Earlier this month, the day of Ibeyi’s sold-out show at Manhattan’s Webster Hall, Naomi and Lisa-Kaindé whisked into the Jezebel office wearing bomber jackets and layers to yield the chill, their publicist and mother in tow. (Dagnino, with whom the sisters live with in Paris and who manages their career, had been traveling with them for this tour.) Mischievous and sweet, they chatted easily, occasionally looked to their mom to find the right word in English, and generally represented the chemistry that boils under their music.
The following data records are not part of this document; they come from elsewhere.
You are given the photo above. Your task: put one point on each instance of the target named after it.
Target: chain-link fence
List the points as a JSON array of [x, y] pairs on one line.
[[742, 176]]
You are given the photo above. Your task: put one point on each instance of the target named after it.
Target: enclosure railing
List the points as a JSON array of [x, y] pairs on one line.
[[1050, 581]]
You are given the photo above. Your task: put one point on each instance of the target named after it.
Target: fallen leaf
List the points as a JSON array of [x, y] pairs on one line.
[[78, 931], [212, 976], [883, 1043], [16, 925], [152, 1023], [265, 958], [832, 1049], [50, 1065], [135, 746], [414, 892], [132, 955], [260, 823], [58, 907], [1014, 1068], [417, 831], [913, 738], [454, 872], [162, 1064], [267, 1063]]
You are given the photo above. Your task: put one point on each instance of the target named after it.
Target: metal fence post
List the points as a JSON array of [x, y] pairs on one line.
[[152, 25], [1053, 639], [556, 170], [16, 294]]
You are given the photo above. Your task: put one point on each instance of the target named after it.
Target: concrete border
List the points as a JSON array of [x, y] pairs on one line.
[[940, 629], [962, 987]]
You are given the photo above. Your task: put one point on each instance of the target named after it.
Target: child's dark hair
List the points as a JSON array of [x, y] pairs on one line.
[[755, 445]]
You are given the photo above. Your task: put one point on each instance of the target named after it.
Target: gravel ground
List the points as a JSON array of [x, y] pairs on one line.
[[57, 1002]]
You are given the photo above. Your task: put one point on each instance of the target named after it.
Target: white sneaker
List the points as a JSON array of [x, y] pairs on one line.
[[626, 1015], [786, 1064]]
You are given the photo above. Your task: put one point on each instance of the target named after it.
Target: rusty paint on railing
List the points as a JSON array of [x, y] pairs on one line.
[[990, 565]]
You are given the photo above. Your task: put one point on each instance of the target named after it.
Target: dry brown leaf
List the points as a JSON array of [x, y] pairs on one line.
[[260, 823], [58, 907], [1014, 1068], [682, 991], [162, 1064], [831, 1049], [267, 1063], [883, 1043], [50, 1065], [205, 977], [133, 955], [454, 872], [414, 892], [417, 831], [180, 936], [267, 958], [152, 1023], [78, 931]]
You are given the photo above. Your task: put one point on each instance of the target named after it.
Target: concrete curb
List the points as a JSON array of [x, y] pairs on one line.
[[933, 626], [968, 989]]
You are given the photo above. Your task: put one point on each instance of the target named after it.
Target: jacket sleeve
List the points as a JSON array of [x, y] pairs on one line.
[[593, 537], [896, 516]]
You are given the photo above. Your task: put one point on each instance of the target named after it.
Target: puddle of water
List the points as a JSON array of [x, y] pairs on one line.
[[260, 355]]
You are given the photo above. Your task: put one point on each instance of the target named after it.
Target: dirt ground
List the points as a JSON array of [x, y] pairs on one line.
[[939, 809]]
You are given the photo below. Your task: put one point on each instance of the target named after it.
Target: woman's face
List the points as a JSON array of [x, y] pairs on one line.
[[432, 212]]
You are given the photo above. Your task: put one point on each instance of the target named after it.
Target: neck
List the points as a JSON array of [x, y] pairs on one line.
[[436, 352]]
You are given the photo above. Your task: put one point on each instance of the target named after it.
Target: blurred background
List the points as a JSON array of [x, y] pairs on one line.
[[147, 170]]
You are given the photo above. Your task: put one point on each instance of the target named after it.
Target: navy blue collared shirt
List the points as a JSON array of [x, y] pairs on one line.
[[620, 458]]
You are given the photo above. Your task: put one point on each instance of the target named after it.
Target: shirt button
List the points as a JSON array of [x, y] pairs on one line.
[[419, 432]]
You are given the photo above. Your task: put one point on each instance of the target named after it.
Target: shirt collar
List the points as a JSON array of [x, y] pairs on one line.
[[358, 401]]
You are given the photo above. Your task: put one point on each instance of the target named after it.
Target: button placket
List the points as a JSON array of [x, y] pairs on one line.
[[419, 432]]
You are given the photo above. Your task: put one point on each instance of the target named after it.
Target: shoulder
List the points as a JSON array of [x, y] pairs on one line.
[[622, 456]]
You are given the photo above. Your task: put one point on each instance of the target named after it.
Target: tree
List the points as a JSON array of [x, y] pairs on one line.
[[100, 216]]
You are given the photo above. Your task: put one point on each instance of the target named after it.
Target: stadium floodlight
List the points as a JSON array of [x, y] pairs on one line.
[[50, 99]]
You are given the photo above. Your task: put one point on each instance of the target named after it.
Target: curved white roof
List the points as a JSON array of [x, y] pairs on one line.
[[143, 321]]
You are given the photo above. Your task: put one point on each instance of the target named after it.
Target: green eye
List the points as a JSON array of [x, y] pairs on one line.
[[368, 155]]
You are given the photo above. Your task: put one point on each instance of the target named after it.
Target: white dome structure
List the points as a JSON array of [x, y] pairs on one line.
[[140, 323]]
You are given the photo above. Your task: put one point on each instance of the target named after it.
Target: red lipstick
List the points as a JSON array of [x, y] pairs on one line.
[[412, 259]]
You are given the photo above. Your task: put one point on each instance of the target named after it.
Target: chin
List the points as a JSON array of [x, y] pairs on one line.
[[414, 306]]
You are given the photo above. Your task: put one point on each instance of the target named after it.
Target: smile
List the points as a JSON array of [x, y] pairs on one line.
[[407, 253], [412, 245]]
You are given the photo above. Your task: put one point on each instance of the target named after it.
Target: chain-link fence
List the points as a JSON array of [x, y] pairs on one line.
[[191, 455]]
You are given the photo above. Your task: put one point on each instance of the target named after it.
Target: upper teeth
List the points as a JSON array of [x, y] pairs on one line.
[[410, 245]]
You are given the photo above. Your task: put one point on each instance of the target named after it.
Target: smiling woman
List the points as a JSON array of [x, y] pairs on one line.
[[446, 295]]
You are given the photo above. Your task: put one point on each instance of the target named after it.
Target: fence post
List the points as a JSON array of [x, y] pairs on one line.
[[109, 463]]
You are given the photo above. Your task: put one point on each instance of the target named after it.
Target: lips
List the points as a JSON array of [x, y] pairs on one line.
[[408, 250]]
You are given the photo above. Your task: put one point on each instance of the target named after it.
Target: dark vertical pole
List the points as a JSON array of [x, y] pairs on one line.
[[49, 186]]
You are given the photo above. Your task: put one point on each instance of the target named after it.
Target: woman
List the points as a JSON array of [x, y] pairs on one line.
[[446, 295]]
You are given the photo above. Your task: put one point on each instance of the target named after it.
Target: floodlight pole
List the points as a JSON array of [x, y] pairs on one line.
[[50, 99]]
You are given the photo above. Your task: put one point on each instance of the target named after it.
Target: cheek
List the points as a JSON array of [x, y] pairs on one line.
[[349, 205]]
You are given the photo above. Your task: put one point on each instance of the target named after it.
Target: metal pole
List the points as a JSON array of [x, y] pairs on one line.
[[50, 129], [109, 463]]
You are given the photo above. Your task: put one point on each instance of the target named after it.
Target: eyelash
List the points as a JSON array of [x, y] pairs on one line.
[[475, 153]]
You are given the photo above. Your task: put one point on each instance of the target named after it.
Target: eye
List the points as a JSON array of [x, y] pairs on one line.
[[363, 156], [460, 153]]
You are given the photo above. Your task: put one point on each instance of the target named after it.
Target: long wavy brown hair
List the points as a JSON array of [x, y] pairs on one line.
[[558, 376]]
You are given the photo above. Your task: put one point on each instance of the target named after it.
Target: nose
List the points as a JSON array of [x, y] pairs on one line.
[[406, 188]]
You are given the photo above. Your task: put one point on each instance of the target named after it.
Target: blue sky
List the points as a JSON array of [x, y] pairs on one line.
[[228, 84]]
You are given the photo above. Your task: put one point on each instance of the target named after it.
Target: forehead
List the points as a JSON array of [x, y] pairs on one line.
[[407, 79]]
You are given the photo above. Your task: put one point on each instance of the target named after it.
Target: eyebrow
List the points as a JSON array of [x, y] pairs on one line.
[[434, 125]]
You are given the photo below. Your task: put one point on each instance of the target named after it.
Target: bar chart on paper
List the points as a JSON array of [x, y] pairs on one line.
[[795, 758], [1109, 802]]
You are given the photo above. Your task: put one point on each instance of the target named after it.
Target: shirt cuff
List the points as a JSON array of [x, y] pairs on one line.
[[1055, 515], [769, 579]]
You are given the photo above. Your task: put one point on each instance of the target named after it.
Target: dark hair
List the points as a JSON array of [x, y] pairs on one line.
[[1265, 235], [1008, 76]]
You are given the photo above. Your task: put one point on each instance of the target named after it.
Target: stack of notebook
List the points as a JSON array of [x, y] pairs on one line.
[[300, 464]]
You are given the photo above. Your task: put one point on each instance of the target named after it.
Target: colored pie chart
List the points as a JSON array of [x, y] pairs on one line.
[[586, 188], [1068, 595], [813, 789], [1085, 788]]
They’re often described as somehow mystical or elusive or transcendent or ethereal or other—presumably because some people see their spirituality and background arcane, or because they are twins or, maybe a little, because they are preternaturally beautiful. But they’re still barely out of their teen years—Naomi described spending time in Paris at Favela Chic or Paris Social Club, two of that city’s best places to go dancing, and Lisa-Kaindé effused about their cat, who stays with a sitter when they’re gone ever since their grandmother, not a feline fan, described petting him only with her feet. They’re normal 20-year-olds, except, you know, exceptionally cooler and more talented.